Modifica assegno di separazione o divorzio Gli importi già percepiti non vanno restituiti

 

 

Gli importi già percepiti non debbono essere restituiti in caso di modifica assegno di separazione o divorzio

 

 

 

È meglio aver amato e perso
che non aver amato mai.
(Alfred Tennyson)

 

 

Non è una bella consolazione per chi, dopo aver amato, abbia perso la possibilità di conseguire la restituzione dei maggiori importi versati, anche a seguito di una pronuncia che abbia ridotto consistentemente il proprio obbligo contributivo nei confronti del (ex) coniuge.

Ma è così.


Ce lo dice la Cassazione con una pronuncia slim and smooth.

Il caso.

A seguito della presentazione dei coniugi davanti il Presidente del Tribunale, questi disponeva l’obbligo del marito di versare alla moglie l’importo di 700 euro al mese.

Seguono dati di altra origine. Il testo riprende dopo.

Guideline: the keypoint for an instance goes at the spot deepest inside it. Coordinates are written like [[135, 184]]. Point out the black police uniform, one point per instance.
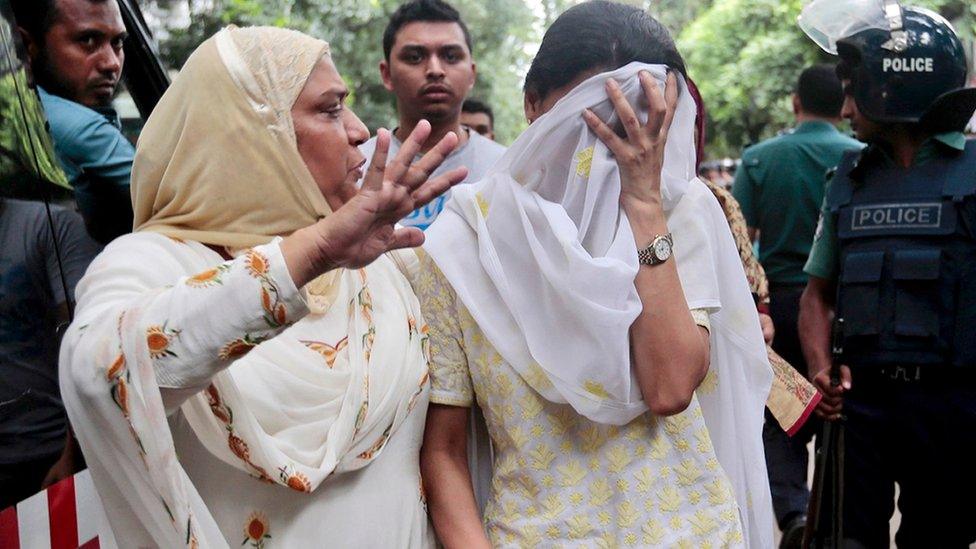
[[907, 297]]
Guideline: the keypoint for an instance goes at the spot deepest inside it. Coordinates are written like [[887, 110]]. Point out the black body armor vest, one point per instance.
[[907, 282]]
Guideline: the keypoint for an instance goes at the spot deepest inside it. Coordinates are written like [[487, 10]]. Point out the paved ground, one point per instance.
[[895, 520]]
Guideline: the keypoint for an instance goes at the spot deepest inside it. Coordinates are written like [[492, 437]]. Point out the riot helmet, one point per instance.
[[904, 64]]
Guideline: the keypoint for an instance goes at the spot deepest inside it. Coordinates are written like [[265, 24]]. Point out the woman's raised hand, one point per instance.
[[363, 228], [641, 155]]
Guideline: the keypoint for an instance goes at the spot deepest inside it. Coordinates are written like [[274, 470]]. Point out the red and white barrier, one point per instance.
[[67, 515]]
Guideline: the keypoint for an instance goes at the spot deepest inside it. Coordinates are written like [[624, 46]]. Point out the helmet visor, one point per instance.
[[827, 21]]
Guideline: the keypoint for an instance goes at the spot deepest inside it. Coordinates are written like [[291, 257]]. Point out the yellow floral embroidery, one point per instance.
[[596, 389], [600, 493], [579, 527], [619, 458], [542, 457], [627, 515], [572, 473], [584, 161], [482, 204]]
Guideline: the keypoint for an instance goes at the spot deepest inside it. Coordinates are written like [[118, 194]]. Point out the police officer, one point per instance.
[[894, 259]]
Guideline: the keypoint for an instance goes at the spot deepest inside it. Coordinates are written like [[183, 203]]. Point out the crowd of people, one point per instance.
[[285, 328]]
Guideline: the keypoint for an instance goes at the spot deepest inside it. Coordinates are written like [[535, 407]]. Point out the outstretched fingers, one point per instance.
[[421, 170], [377, 165], [436, 186], [404, 157], [661, 106], [406, 237], [628, 118]]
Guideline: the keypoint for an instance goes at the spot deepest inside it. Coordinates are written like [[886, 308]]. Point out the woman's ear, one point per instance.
[[532, 105]]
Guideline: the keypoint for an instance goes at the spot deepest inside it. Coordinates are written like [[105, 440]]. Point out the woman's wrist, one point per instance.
[[305, 255], [646, 217]]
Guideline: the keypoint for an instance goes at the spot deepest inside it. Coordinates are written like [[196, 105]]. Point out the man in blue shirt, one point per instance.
[[429, 67], [75, 51]]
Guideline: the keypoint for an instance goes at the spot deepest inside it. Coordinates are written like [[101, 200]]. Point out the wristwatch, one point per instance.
[[657, 252]]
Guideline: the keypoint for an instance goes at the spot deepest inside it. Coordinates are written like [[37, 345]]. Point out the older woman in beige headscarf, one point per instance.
[[249, 342]]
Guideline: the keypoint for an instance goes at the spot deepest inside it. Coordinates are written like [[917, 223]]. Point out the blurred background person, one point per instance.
[[780, 187], [429, 68], [76, 58], [478, 116]]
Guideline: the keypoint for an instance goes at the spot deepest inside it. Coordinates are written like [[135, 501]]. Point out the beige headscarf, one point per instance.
[[217, 161]]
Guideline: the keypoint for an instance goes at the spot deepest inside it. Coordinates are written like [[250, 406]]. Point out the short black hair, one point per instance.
[[421, 10], [474, 105], [820, 91], [599, 35], [35, 16]]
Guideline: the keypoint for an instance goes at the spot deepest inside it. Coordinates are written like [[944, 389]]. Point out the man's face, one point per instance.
[[864, 129], [430, 70], [479, 122], [81, 55]]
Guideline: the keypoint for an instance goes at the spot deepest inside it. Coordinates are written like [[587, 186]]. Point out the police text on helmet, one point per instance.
[[911, 64]]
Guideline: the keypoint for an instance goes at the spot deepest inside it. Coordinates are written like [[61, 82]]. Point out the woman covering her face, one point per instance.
[[242, 346], [624, 399]]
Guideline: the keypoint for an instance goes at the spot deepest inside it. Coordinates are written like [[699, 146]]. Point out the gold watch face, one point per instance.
[[662, 249]]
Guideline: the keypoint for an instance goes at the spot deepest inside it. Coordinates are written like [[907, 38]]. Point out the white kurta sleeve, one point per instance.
[[193, 322]]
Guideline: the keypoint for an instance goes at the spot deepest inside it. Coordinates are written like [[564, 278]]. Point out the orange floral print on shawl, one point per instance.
[[159, 339], [329, 352], [237, 445], [256, 530]]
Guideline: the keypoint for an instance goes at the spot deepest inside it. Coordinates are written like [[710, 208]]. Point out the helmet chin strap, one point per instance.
[[899, 38]]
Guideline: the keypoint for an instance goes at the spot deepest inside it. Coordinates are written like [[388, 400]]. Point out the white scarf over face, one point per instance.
[[543, 257]]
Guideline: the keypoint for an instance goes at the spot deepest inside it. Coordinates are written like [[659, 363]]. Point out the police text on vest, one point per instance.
[[896, 216]]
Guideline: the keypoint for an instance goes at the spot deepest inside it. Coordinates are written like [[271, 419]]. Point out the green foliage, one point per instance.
[[24, 140]]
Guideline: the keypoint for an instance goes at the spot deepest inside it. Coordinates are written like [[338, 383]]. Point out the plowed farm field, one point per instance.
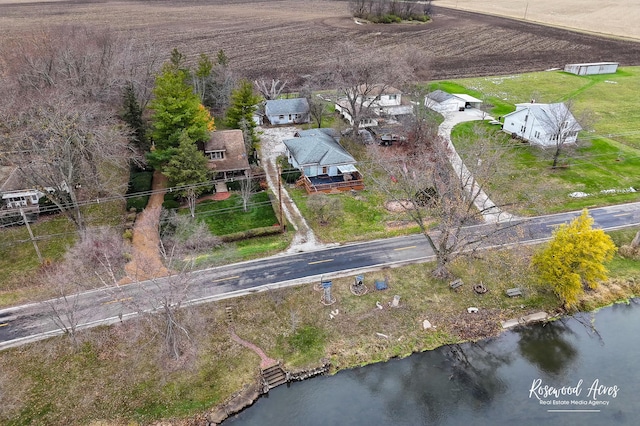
[[291, 38]]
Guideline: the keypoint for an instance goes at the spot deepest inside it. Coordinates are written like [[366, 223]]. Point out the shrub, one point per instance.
[[288, 173], [140, 181]]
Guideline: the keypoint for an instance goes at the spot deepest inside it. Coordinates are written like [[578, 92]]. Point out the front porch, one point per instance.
[[326, 183]]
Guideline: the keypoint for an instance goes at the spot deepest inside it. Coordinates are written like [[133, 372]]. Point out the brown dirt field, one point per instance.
[[293, 38], [618, 17]]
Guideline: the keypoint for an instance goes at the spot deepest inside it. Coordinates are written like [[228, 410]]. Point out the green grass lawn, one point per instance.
[[362, 217], [612, 98], [227, 216], [607, 160], [532, 187]]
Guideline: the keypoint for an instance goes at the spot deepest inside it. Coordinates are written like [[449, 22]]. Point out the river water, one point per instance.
[[499, 381]]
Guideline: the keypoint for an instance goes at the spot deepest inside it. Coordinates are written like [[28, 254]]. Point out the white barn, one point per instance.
[[542, 124], [592, 68]]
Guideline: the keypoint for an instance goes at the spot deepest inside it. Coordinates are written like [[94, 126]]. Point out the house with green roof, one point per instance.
[[325, 165]]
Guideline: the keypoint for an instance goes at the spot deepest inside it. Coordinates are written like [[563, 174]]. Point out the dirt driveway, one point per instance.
[[271, 147]]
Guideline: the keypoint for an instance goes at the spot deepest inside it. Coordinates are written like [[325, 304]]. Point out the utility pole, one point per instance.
[[33, 240], [282, 225]]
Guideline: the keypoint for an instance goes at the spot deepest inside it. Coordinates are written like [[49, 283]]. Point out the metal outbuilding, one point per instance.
[[592, 68]]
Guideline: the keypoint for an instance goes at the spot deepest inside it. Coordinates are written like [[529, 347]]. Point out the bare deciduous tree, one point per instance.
[[440, 199], [270, 89], [69, 151], [97, 259], [560, 126], [246, 190], [362, 75]]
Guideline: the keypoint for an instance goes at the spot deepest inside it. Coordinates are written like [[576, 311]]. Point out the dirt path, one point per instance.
[[146, 262], [271, 147], [490, 212]]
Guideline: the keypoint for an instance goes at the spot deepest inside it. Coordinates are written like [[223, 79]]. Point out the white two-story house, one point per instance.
[[373, 104], [545, 125]]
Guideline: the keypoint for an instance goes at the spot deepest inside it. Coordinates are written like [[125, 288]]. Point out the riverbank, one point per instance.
[[137, 383]]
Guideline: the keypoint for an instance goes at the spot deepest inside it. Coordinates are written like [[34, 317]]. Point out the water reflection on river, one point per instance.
[[488, 383]]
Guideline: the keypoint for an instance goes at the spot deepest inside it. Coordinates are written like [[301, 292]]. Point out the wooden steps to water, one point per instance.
[[273, 376]]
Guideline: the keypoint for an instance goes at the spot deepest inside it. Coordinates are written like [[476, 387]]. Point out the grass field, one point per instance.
[[227, 216], [607, 159]]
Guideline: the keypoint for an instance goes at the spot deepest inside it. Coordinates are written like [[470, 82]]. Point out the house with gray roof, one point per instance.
[[287, 111], [226, 154], [439, 100], [325, 165], [545, 125]]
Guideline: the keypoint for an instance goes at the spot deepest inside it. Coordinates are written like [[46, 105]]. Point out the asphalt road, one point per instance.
[[27, 323]]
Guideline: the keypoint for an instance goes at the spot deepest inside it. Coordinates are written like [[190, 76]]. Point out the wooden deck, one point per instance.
[[356, 185]]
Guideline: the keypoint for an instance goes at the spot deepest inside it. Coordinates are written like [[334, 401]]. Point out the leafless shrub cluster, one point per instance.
[[61, 92], [183, 236], [377, 10]]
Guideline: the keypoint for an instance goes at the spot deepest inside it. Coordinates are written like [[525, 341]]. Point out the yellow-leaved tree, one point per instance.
[[574, 259]]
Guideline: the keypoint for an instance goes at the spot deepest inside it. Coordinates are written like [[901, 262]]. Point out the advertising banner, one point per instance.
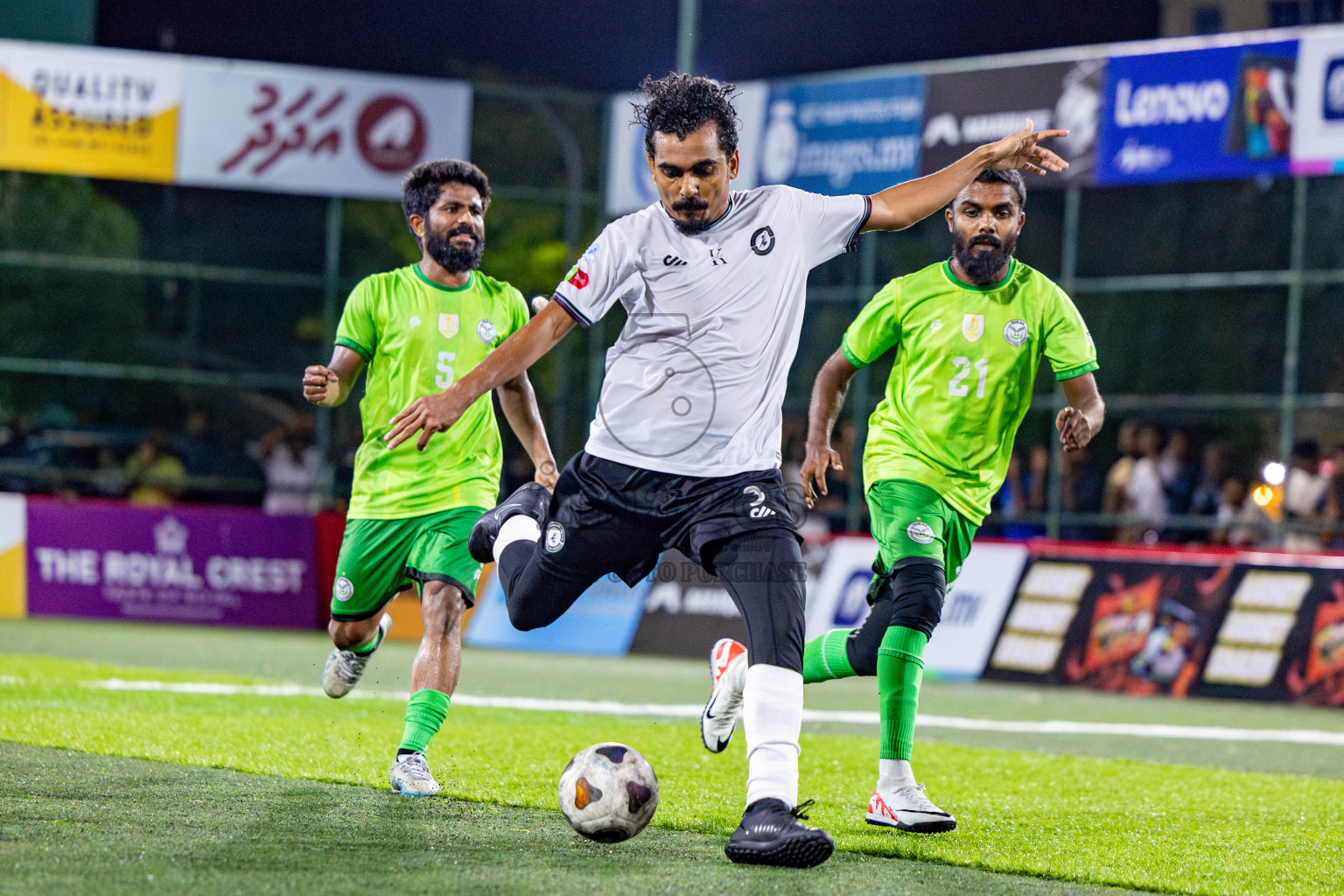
[[316, 130], [92, 112], [171, 564], [1319, 124], [1199, 115], [967, 109], [14, 574], [599, 624], [629, 186], [972, 612], [843, 136]]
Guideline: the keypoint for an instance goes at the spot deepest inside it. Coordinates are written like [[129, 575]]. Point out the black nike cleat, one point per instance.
[[533, 500], [772, 835]]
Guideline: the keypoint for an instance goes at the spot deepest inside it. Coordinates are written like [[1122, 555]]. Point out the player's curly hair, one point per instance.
[[1012, 178], [424, 182], [682, 103]]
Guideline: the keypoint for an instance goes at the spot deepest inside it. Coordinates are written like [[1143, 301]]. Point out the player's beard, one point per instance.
[[983, 266], [690, 228], [451, 256]]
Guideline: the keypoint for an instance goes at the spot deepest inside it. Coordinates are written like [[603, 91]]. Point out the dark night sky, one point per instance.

Il provvedimento presidenziale è temporaneo ed urgente, va a regolare cioè le condizioni della separazione nelle more del procedimento, fino alla sentenza conclusiva, che potrà – per dirla alla Alessandro Borghese – confermare o ribaltare la statuizione iniziale.


Bene, nel caso in esame il Tribunale, con la decisione finale, aveva ridotto l’ammontare dell’assegno a 400 euro mensili.

 

assegno divorzile: quando/quanto?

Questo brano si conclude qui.